The 411 on Lung Cancer
Here’s the other issue: Like me, I think most of us consider this a smoker’s disease only, so the funding for the research is not there. Here are some facts that are really quite astounding:
- 1 in 14 people will be diagnosed with lung cancer.
- Lung cancer takes more lives than breast, prostate and colon cancers combined – it accounts for 27% of all cancer deaths.
- Lung cancer is the second leading cause of all deaths in the US.
- Lung cancer in never smokers is the 6th leading cause of US cancer deaths.
- Lung cancer kills almost two times as many women as breast cancer, and three times as many men as prostate cancer.
And this is the one that we have some control over:
And I think that previous statistic could have some control over this one:
So we are trying to spread the word to anyone who will listen (or read), and we hope you will do the same. The Lung Cancer Initiative of North Carolina held their LUNGeForward 5K fundraiser on November 7th. Some of you may remember that I posted about my training efforts (emphasis on effort, less on training). RMB had a contingent there supporting my sister’s team (Gwen Strong). Gwen is on the left:
In case you don’t remember, on November 7th it rained all morning. There was even some thunder and lightning prior to race time! It was terrible! What wasn’t terrible was seeing approximately 20 lung cancer survivors on stage prior to the race and hearing that a couple of them have been survivors for over 20 years. It was incredibly moving (and also damp).
My sister had trained to compete as well. She ran the whole way! She was the first female survivor to cross the finish line. She finished before I did…but we all finished!

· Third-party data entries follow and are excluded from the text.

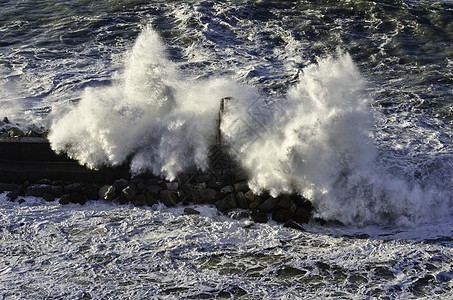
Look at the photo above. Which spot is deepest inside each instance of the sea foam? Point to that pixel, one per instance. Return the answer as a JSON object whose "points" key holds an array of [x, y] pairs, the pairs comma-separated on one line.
{"points": [[315, 141]]}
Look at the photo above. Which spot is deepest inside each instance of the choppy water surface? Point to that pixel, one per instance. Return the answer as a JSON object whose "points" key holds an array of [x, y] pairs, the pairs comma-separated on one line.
{"points": [[103, 250], [346, 102]]}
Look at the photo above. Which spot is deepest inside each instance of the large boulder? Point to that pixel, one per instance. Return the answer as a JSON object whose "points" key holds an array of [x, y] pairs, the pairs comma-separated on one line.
{"points": [[210, 196], [38, 190], [269, 204], [107, 192], [258, 216], [169, 198], [226, 204], [129, 192], [139, 200]]}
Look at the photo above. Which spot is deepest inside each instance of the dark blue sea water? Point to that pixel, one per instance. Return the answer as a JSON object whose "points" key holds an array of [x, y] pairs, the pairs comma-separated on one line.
{"points": [[348, 103]]}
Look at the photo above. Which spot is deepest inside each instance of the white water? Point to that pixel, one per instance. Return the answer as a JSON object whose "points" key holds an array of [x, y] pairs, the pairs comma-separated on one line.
{"points": [[316, 140], [113, 251]]}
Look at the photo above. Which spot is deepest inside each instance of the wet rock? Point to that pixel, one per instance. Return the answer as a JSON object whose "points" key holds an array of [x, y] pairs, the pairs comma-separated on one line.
{"points": [[191, 211], [74, 187], [169, 198], [154, 190], [90, 191], [107, 192], [33, 133], [44, 181], [289, 272], [191, 194], [216, 185], [282, 215], [284, 201], [77, 197], [243, 203], [248, 224], [38, 190], [151, 199], [227, 190], [139, 200], [293, 225], [302, 215], [15, 132], [8, 187], [239, 214], [250, 196], [172, 186], [258, 216], [241, 187], [269, 204], [48, 197], [129, 192], [210, 196], [13, 195], [65, 199], [256, 203], [226, 204], [444, 276], [203, 178], [120, 184], [142, 187]]}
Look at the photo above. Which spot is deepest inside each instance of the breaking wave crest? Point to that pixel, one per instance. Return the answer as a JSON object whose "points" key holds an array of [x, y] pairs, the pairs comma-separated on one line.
{"points": [[151, 116], [316, 140]]}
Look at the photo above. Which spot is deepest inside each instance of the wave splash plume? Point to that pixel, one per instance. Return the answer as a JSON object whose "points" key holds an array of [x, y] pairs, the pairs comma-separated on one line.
{"points": [[316, 141], [151, 116]]}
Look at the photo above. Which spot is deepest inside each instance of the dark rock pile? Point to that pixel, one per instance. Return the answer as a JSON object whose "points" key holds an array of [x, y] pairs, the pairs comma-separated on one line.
{"points": [[232, 198], [14, 130]]}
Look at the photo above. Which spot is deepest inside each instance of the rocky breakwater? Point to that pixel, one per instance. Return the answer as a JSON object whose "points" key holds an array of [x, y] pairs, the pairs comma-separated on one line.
{"points": [[230, 197]]}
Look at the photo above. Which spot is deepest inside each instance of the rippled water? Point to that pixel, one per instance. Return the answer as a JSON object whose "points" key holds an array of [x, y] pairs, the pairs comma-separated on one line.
{"points": [[360, 98], [103, 250]]}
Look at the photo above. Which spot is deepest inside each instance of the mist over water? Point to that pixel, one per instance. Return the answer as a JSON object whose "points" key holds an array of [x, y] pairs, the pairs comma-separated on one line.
{"points": [[152, 117], [345, 102]]}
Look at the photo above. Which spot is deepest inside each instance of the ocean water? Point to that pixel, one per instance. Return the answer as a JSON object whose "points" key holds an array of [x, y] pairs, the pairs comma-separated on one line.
{"points": [[348, 103]]}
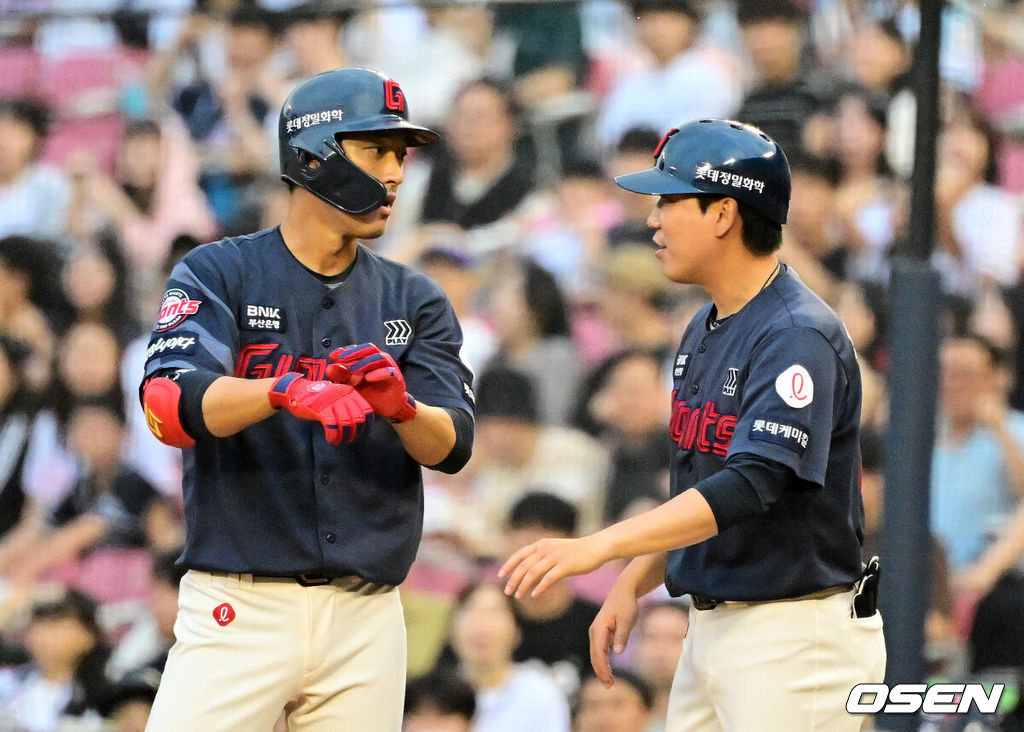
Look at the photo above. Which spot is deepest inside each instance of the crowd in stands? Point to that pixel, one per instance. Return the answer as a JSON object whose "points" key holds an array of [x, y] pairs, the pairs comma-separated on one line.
{"points": [[131, 132]]}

And we can pretend in our “after picture,” we are all so sweaty from how fast we were running, or we can pretend that we were having a wet t-shirt contest for lung cancer (still trying to brainstorm some other fundraising ideas that don’t involve me having to run…).
Team Gwen Strong raised over $6000 for the Lung Cancer Initiative and the LUNGeForward 5K raised over $150,000. Helping to increase the funding for research for this cancer fight is so important! Without advancements in science, who knows how my sister (and others like her) would be doing today? So while we await the next great fundraising idea, go ahead and wear a white ribbon. Please help us spread the word about this (thus far) incurable disease.
This post is not intended to suggest we defund or do not support other cancer awareness programs. It only intends to bring more awareness to the need of more Lung Cancer research and also help break the stigma attached to it that this is a “smoker’s disease”.
American Cancer Society. Cancer Facts and Figures 2013. Atlanta: American Cancer Society; 2013.